55.話し合い4
それからしばらくすると顔色が悪いランデルを連れてユミルさんが戻ってきた。
「ランデルさんも納得してくれたので、先ほど話した内容で作戦を実行します」
とユミルさんはそう言った。少し時間が掛かったけど、問題なく話が終わってとりあえず安心だ。
「それなら作戦の実行までどうする予定ですか?」
「これと言って特に予定がないので自由に過ごしても問題はないと思いますが、何かしないといけないこととかありますか?」
そう聞かれてみんな首を横に振っていたが作戦を決行するときは馬車などはどうするのかな? と思い聞いてみることにした。

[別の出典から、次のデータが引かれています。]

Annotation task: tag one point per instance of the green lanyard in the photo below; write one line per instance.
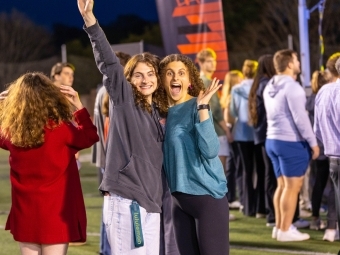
(137, 224)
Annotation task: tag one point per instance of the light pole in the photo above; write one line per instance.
(304, 15)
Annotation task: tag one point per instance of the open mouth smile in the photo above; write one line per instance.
(175, 88)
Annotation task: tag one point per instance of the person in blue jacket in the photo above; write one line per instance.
(192, 166)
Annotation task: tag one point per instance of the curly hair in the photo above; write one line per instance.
(265, 69)
(159, 96)
(33, 104)
(194, 75)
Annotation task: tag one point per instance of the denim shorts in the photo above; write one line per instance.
(289, 159)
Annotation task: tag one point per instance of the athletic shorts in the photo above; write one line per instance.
(289, 159)
(224, 146)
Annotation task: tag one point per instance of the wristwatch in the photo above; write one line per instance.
(203, 106)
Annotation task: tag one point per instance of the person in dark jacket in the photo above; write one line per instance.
(133, 169)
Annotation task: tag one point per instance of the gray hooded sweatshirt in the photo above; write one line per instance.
(134, 155)
(287, 118)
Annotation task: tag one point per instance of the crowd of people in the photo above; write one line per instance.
(175, 150)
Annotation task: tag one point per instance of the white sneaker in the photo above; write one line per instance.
(274, 232)
(291, 235)
(300, 223)
(234, 205)
(331, 235)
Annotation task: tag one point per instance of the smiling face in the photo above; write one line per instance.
(296, 65)
(176, 82)
(145, 80)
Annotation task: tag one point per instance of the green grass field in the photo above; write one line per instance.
(247, 235)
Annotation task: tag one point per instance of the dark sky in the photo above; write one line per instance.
(48, 12)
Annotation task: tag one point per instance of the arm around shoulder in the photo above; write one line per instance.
(84, 134)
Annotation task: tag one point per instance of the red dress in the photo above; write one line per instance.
(47, 200)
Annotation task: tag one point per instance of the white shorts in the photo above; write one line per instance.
(224, 146)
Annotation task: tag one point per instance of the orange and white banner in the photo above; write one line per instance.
(189, 26)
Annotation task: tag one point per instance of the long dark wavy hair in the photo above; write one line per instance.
(196, 82)
(159, 96)
(33, 104)
(264, 69)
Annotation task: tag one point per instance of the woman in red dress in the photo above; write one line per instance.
(48, 208)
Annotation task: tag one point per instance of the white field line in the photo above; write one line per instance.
(278, 250)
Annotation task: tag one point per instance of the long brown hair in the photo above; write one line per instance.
(159, 96)
(265, 69)
(194, 75)
(33, 103)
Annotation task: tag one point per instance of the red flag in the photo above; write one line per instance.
(189, 26)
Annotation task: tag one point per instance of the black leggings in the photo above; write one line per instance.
(201, 224)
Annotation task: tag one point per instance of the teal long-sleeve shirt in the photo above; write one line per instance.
(191, 148)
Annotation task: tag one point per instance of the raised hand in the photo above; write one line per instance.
(204, 97)
(72, 96)
(86, 10)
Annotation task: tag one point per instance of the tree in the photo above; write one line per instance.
(22, 40)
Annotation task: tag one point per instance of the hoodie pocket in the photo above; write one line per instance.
(141, 176)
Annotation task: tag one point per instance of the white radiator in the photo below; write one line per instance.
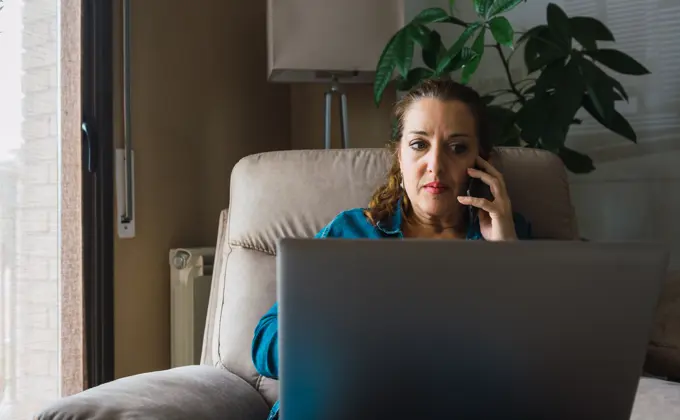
(190, 278)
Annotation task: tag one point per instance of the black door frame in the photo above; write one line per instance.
(98, 189)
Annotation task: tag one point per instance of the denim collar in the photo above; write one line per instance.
(391, 226)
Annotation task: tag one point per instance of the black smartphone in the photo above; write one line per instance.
(477, 188)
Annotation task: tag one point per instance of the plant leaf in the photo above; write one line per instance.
(398, 53)
(576, 162)
(600, 90)
(549, 78)
(482, 7)
(478, 48)
(502, 6)
(532, 117)
(464, 57)
(404, 51)
(594, 71)
(385, 68)
(541, 49)
(618, 61)
(487, 99)
(414, 77)
(456, 21)
(617, 124)
(558, 22)
(433, 50)
(452, 52)
(588, 30)
(501, 29)
(567, 101)
(431, 15)
(418, 33)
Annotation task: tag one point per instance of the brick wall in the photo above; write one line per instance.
(37, 358)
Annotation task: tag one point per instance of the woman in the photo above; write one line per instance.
(441, 144)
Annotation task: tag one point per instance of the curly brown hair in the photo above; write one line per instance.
(383, 203)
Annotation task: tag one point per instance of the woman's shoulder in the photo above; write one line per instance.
(351, 223)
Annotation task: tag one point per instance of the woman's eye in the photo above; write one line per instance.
(418, 145)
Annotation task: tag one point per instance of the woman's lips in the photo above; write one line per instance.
(435, 187)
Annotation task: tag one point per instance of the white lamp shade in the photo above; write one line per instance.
(310, 39)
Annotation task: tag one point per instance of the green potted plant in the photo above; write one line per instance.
(563, 61)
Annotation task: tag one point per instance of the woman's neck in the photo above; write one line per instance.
(416, 226)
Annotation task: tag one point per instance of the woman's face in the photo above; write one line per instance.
(438, 144)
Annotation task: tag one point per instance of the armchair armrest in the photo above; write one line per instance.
(192, 392)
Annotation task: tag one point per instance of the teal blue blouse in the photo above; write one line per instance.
(348, 224)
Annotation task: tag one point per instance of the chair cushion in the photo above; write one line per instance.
(295, 193)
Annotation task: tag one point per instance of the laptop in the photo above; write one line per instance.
(438, 329)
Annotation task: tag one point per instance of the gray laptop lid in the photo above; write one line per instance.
(463, 329)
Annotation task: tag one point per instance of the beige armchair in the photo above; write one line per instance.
(295, 193)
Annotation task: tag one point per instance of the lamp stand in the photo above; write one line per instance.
(335, 90)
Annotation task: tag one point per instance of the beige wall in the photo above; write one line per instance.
(200, 102)
(200, 99)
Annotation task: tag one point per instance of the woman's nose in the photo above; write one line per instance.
(435, 162)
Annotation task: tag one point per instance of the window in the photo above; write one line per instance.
(38, 357)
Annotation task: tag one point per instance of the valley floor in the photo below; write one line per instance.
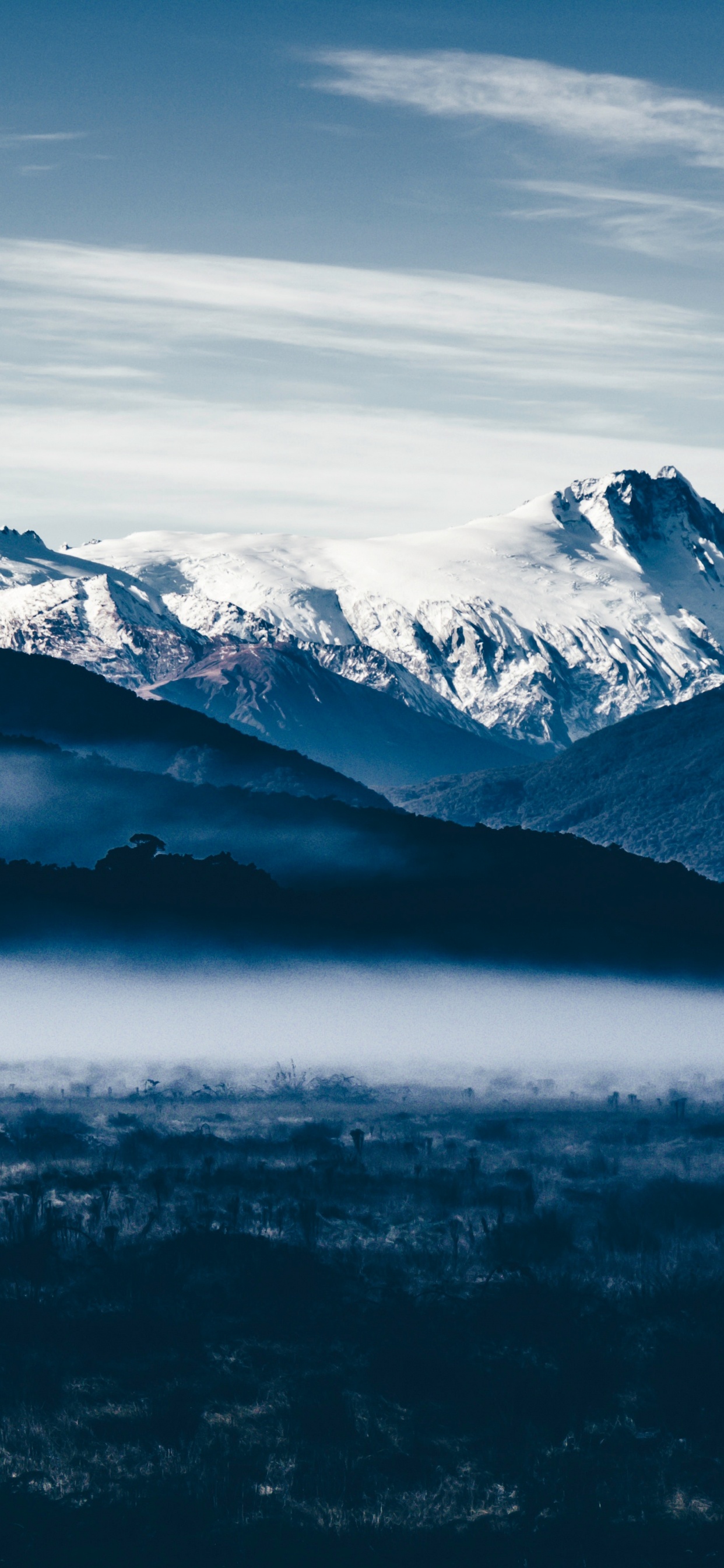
(328, 1324)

「作戦を実行する際、馬車とかはどうする予定なんですか?」
「あ、そういえばその辺りのことを考えていなかったかも。とりあえず隅の方には移動をさせるとして、どのように隠した方がいいでしょうか?」
「無難に雪で隠したらどうですか?」
「雪で隠すだと? どれだけの雪を集めないといけないんだ」
すると顔色の悪いランデルがそう言った。気分が悪くてもそんなことははっきりと言うんだ。と思いながらランデルの発言に呆れていた。

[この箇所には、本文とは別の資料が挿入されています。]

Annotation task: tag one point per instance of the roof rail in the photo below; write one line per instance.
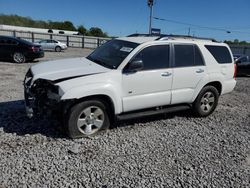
(167, 37)
(142, 35)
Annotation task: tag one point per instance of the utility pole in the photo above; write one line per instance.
(189, 31)
(150, 5)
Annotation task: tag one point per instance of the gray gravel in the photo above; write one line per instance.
(175, 150)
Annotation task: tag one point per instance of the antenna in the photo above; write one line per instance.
(150, 5)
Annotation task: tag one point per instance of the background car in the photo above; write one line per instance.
(52, 45)
(236, 56)
(19, 50)
(243, 65)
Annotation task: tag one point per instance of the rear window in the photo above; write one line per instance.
(220, 53)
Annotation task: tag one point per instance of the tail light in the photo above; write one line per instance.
(35, 49)
(235, 70)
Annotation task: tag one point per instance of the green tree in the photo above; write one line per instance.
(82, 30)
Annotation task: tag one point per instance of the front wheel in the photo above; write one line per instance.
(18, 57)
(206, 101)
(87, 118)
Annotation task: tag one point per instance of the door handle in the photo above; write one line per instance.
(200, 71)
(166, 74)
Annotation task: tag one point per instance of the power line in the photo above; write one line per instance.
(199, 26)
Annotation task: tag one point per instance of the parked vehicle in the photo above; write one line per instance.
(52, 45)
(236, 56)
(243, 65)
(131, 77)
(19, 50)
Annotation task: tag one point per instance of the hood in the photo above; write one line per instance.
(66, 68)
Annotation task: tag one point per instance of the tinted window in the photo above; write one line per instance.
(154, 57)
(198, 58)
(112, 53)
(243, 59)
(184, 55)
(187, 55)
(220, 53)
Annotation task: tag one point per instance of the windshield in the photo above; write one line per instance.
(112, 53)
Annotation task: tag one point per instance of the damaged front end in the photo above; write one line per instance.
(41, 96)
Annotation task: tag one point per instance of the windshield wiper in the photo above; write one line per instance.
(99, 62)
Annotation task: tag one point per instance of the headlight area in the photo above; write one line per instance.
(42, 97)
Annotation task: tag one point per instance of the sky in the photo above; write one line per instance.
(219, 19)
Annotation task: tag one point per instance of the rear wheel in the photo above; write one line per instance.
(58, 49)
(18, 57)
(206, 101)
(87, 118)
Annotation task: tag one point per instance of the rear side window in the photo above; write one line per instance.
(187, 55)
(220, 53)
(154, 57)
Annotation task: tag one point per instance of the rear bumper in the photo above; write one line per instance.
(228, 86)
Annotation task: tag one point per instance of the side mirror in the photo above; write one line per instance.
(135, 65)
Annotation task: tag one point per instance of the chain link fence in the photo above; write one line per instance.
(77, 41)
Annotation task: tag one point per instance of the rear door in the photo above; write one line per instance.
(151, 86)
(224, 59)
(188, 69)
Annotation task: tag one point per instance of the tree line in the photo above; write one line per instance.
(65, 25)
(237, 42)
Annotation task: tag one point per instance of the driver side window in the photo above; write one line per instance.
(154, 57)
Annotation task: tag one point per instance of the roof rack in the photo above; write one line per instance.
(167, 37)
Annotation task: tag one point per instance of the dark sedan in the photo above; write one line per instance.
(243, 65)
(19, 50)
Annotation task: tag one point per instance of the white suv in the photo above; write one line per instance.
(131, 77)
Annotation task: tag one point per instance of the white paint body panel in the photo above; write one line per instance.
(143, 89)
(58, 69)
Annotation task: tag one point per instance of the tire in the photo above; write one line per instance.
(18, 57)
(206, 101)
(86, 119)
(58, 49)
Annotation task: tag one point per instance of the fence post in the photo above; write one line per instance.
(82, 42)
(98, 42)
(67, 40)
(244, 49)
(33, 38)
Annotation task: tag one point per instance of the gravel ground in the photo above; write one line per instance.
(175, 150)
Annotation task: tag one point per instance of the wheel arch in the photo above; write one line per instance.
(215, 84)
(105, 99)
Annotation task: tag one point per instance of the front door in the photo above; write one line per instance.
(151, 86)
(188, 70)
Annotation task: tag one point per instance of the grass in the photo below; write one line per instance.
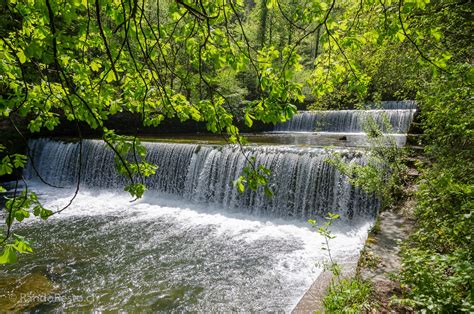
(348, 296)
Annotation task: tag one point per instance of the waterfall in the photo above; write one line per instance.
(303, 183)
(393, 104)
(348, 121)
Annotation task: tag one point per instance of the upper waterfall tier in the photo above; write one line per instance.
(393, 104)
(350, 121)
(303, 183)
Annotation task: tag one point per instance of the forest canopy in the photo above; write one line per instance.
(233, 62)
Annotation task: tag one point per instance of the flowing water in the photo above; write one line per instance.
(350, 121)
(160, 253)
(193, 243)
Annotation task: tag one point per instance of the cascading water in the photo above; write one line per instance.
(303, 182)
(193, 243)
(348, 121)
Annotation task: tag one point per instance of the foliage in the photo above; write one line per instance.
(348, 296)
(344, 295)
(383, 173)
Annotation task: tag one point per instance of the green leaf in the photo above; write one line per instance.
(21, 56)
(248, 120)
(8, 256)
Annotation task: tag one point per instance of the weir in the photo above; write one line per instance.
(349, 121)
(193, 242)
(304, 184)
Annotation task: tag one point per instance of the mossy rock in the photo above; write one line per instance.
(20, 294)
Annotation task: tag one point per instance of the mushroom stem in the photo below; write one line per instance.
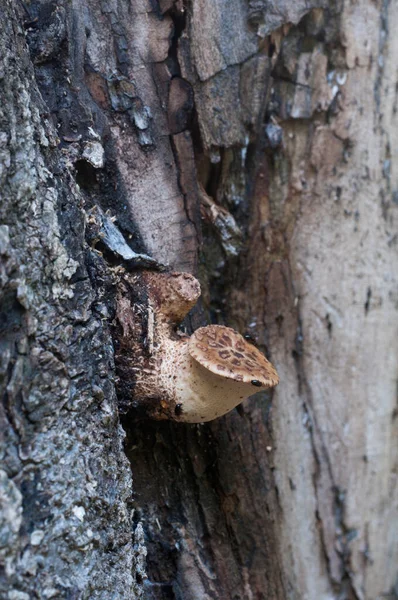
(190, 379)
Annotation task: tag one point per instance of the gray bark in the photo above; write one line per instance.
(253, 144)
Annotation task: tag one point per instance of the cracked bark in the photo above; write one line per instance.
(280, 119)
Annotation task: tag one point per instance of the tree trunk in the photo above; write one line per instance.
(253, 144)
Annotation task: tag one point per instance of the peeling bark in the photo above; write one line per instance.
(253, 144)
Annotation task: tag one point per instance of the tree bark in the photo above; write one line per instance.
(253, 144)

「別に雪で埋めるとは言っていないわよ? 馬車全体に雪を纏わせれば視認がしにくくなると思っただけよ」
「なるほど、それくらいならそれほど時間を掛けずにできそうだね。よし、馬車を木々の間に移動をさせて、レーナさんが言った通りに雪で覆わせましょう」
「それなら馬はどうする?」
するとジェイドさんそんなこと聞いてきた。
「そこまでは考えていませんでした。……とりあえず馬が入りそうな空間を作って馬車と同様にしたらどうでしょうか?」
「う~ん。その方が無難かな? でも、どうやって?」
そう言われてどうしようかな? と考えていたとき、近くにある山の斜面が急になっていることを思い出した。
斜面を利用して、テントのシートを張ればある程度の空間は確保できるかな? 一応、馬車が通れそうな木々の間隔もあったから多分馬車を隠すのにもちょうどいいかもしれないし……。
「うまくいくかは分かりませんが近くにある山の斜面がかなり急だったので、そこを利用して、テントのシートを張って空間を作ればある程度は何とかなるかもしれません」
「……何となくは分かったけど、どの辺りで?」
そんなユミルさんの微妙な反応をみて、もしかしたらうまく伝わっていないかも? と思った。せっかくだし、確認も兼ねてその場所に行って私が言ったことができそうならその場で説明した方が伝わりやすいかもしれないと思いユミルさんに提案をしてみることにした。
「とりあえずその場所を確認してできそうならそこで、もう一度説明をしようと思いますがどうでしょうか?」
「……分かったわ。とりあえず私が見てこようと思うけど、ついて来る人はいる?」
「わ、私も行きます」
「俺も行こう」
とユアとジェイドさんがついてくることになった。
「それじゃあ、後の人は留守番頼むわね?」
「分かったわ」
「……」
ということで先ほど私が言った場所へと向かうことになった。